A more balanced approach appears in the publication, “The New York Jewish Week.” In an article “Lutherans’ Moves Against Israel Seen As ‘Balanced’” on August 16, 2016, by Steve Lipman - http://www.thejewishweek.com/news/national/lutherans-moves-against-israel-seen-balanced

“The largest Lutheran denomination in the United States last week approved a pair of resolutions that, like those adopted in recent years by other prominent Protestant groups, is critical of Israel.

But, said observers of interfaith relations, the Evangelical Lutheran Church in America, at its triennial assembly in New Orleans, did not adopt more strident resolutions proposed by several local church councils around the country. One of the adopted resolutions favored an “investment screen” that would guide church members’ investments in U.S. corporations that do business in Israel, rather than a direct call for divestment from these firms.
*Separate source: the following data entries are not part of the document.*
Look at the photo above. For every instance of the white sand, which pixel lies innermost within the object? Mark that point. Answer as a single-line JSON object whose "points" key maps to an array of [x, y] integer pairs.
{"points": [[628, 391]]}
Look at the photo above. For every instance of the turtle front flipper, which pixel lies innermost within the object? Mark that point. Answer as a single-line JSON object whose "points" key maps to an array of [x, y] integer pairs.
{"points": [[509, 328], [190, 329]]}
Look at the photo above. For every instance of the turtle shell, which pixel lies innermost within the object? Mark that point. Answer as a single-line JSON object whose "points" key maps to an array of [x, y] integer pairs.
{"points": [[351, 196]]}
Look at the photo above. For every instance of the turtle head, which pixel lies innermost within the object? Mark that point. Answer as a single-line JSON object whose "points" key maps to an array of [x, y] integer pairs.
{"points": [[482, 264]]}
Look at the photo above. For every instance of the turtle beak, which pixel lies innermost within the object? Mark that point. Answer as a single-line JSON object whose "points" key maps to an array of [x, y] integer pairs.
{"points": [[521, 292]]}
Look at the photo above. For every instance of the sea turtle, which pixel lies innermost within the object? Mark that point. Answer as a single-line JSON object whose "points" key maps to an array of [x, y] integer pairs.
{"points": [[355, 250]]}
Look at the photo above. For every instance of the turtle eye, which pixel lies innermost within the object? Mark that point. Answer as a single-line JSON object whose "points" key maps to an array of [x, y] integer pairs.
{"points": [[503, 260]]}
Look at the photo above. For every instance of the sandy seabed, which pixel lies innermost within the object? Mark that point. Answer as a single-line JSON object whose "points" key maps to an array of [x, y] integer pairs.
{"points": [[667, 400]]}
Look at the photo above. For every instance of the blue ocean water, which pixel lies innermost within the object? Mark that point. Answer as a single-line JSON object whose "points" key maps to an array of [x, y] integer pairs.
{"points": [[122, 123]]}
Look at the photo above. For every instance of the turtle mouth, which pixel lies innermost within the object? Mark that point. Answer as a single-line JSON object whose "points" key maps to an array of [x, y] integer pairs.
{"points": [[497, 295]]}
And the language of the adopted resolutions, which urge the U.S. president to “recognize the State of Palestine” and encourage church members to “increase positive investment in Palestine,” offers a more balanced approach to Middle East issues than some other churches’ resolutions, the observers said.

The Lutheran resolutions, coming two months after the Presbyterian Church (USA) adopted a report that representatives of the Jewish community characterized as more balanced than that denomination’s past resolutions, and three months after a committee of the United Methodists rejected four divestment resolutions, may represent a small move in some Protestant circles away from automatic support for the anti-Israel BDS (Boycott, Divestment and Sanctions) movement and towards positions that hold both Israelis and Palestinians responsible for progress in the Middle East peace process.